# Install Necessary Packages

In [2]:
!pip install transformers[torch]



In [3]:
!pip install -U sentence-transformers



In [4]:
!pip install datasets



In [5]:
from sentence_transformers import SentenceTransformer
import torch


#   Load Dataset

In [18]:

from datasets import load_dataset
dataset = load_dataset("sentence-transformers/all-nli", "triplet")
train_dataset = dataset["train"].select(range(5000))
eval_dataset = dataset["dev"]
test_dataset = dataset["test"]


In [19]:
train_dataset

Dataset({
    features: ['anchor', 'positive', 'negative'],
    num_rows: 5000
})

In [20]:
train_dataset.to_pandas()
# Anchor: The original sentence or query.
# Positive answer: A correct or relevant response to the anchor.
# Negative answer: An incorrect or irrelevant response to the anchor

Unnamed: 0,anchor,positive,negative
0,A person on a horse jumps over a broken down a...,"A person is outdoors, on a horse.","A person is at a diner, ordering an omelette."
1,Children smiling and waving at camera,There are children present,The kids are frowning
2,A boy is jumping on skateboard in the middle o...,The boy does a skateboarding trick.,The boy skates down the sidewalk.
3,Two blond women are hugging one another.,There are women showing affection.,The women are sleeping.
4,"A few people in a restaurant setting, one of t...",The diners are at a restaurant.,The people are sitting at desks in school.
...,...,...,...
4995,The people are outside.,People on ATVs and dirt bikes are traveling al...,A woman in a pink shirt is handing a bag to th...
4996,The people are outside.,People on ATVs and dirt bikes are traveling al...,A small group of adult males enjoy a conversat...
4997,The people are outside.,People on ATVs and dirt bikes are traveling al...,Two guys and one girl are sitting at a table i...
4998,The people are outside.,People on ATVs and dirt bikes are traveling al...,People sitting on black chairs on a bus.


# Load Model

In [None]:

model = SentenceTransformer("all-MiniLM-L6-v2")

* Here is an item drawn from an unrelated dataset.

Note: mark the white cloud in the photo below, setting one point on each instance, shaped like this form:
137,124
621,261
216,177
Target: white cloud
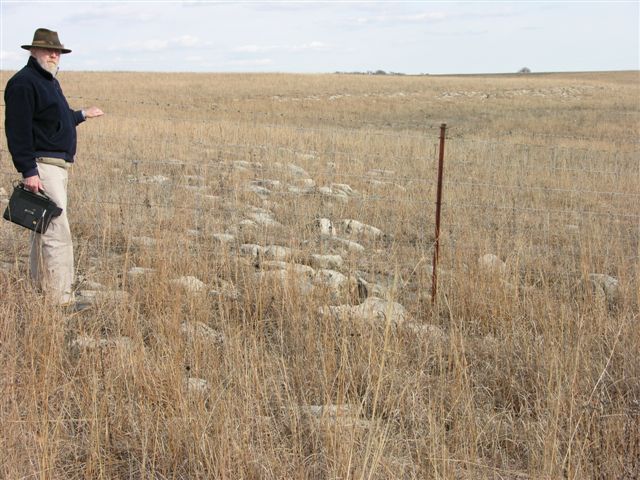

# Setting up Training Arguments

In [21]:
from sentence_transformers import SentenceTransformerTrainer, SentenceTransformerTrainingArguments
from sentence_transformers.losses import MultipleNegativesRankingLoss
from sentence_transformers.training_args import BatchSamplers



In [22]:
# 3. Define a loss function
loss = MultipleNegativesRankingLoss(model)


In [23]:
args = SentenceTransformerTrainingArguments(
    output_dir="drive/MyDrive/models/all-MiniLM-finetuned",
    num_train_epochs=3,
    per_device_train_batch_size=32,
    per_device_eval_batch_size=32,
    learning_rate=2e-5,
    warmup_ratio=0.05,
    fp16=True,
    batch_sampler=BatchSamplers.NO_DUPLICATES,
    eval_strategy="steps",
    eval_steps=500,
    save_strategy="epoch",
    save_total_limit=2,
    logging_steps=50,
    run_name="all-MiniLM-finetuned",
)


# Train

In [24]:
trainer = SentenceTransformerTrainer(
    model=model,
    args=args,
    train_dataset=train_dataset,
    eval_dataset=eval_dataset,
    loss=loss
)


In [25]:
trainer.train()

Step,Training Loss,Validation Loss


TrainOutput(global_step=471, training_loss=0.2777217553173154, metrics={'train_runtime': 119.4627, 'train_samples_per_second': 125.562, 'train_steps_per_second': 3.943, 'total_flos': 0.0, 'train_loss': 0.2777217553173154, 'epoch': 3.0})

# Test - Model any good?

In [26]:
from sentence_transformers.evaluation import TripletEvaluator

test_evaluator = TripletEvaluator(
    anchors=test_dataset["anchor"],
    positives=test_dataset["positive"],
    negatives=test_dataset["negative"],
    name="all-nli-test",
)

test_evaluator(model)


{'all-nli-test_cosine_accuracy': 0.8762294054031372}